Ashe looks at me and asks, “What about you? Are you going to go after the woman you love? You are still alive; your face may be different but your heart’s the same. If you don’t do something by tomorrow morning, you’ll lose her forever.”
“It is the will of my master that she becomes a queen. The man that currently courts her, will make her a queen not only of the Western Mountain Halls but rani of the Eastern Dune Empire. He is a better and more worthy man than I, as he brought her out of the gloom of my death and I was graced with her smile once more, not by my efforts but his,” I say picking a piece of straw from the roof and I twiddle it between my fingers before I let the breeze take it from my hand.
Ashe reclines backward and stares at the starry sky and says, “What about your happiness? You’ve gone through so much for her, and Uzuri loves you deeply. Don’t you deserve what you’ve fought for. Doesn’t she deserve to know that you are still alive?”
“According to my master, she’ll be pivotal in saving thousands of lives in the near future. Also, if I did marry her, our marriage would cause a war amongst the three teratolion kingdoms due to differences in religious and political opinion… in a sense my being dead to her has already saved several lives from the horrors we’ve witnessed. We only saw a fraction of the teratolion armies of the Western Mountain Hall, could you imagine a war between that army and two others just as large? I cannot sacrifice so many lives to indulge in a moment of happiness for my own sake, especially after what we’ve seen,” I say and memories of women and children being torn in twain by monstrous claws, and pyres made of newly made homes burn into my mind. It is better that I’m dead to Uzuri, and that the lie persists.
“Will we ever know happiness Skath?” asks Ashe as she turns her head to me again.
Parts of me wants to say something of comfort to Ashe, but my heart answers before my mind does, “I don’t know…”
“So, will you be attending the royal proposal tomorrow?” asks Ashe and I bite the inner flesh of my cheek as I don’t want to respond to that question, nor do I want to be present, as the future I had hoped for will be taken from me.
It has only been a few months since my funeral and already Uzuri is about to wed. Then again, Mul’Rensi the maharajkumar of the Eastern Dune Empire swept her off her feet. In the depths of Uzuri’s sorrow, he made her laugh. In the struggles Uzuri has had assuming her new role as princess, Mul’Rensi stood by her side and acted as a guide. Whenever Uzuri felt different, he stood as a confidant, as he too is a teratolion of mixed blood. He has been there when I could not be, and sometimes I think he is a better match for Uzuri than I could ever be. He brings out of her the queen that she was always meant to be, whereas I would have merely squandered her potential and perhaps even limit the happiness she could have in this life.
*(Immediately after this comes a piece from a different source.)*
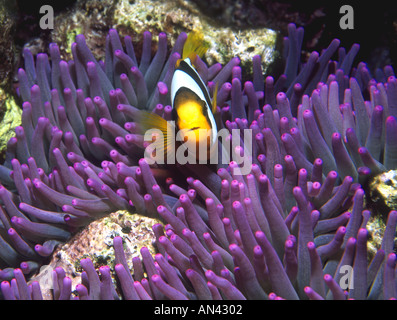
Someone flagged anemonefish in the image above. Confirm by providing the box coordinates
[142,32,217,159]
Ashe shakes my shoulder and asks again, “Skath are you going to attend the royal proposal tomorrow?”
I shake my head and say, “no… not unless I’m invited, and even then, I’ll try to find an excuse not to attend.”
A new voice pipes up that makes a shudder go down my spine, as not only do I recognize the voice, but it is not a voice of one of the villagers of Unadeam, “At the behest of King Upendo. I Mlinzi, captain of the guard formally deliver this invitation from his royal highness for a private audience. It is good to know that you are alive and well, Skath son of Turas, son of Angtos, the savior of the princess Uzuri.”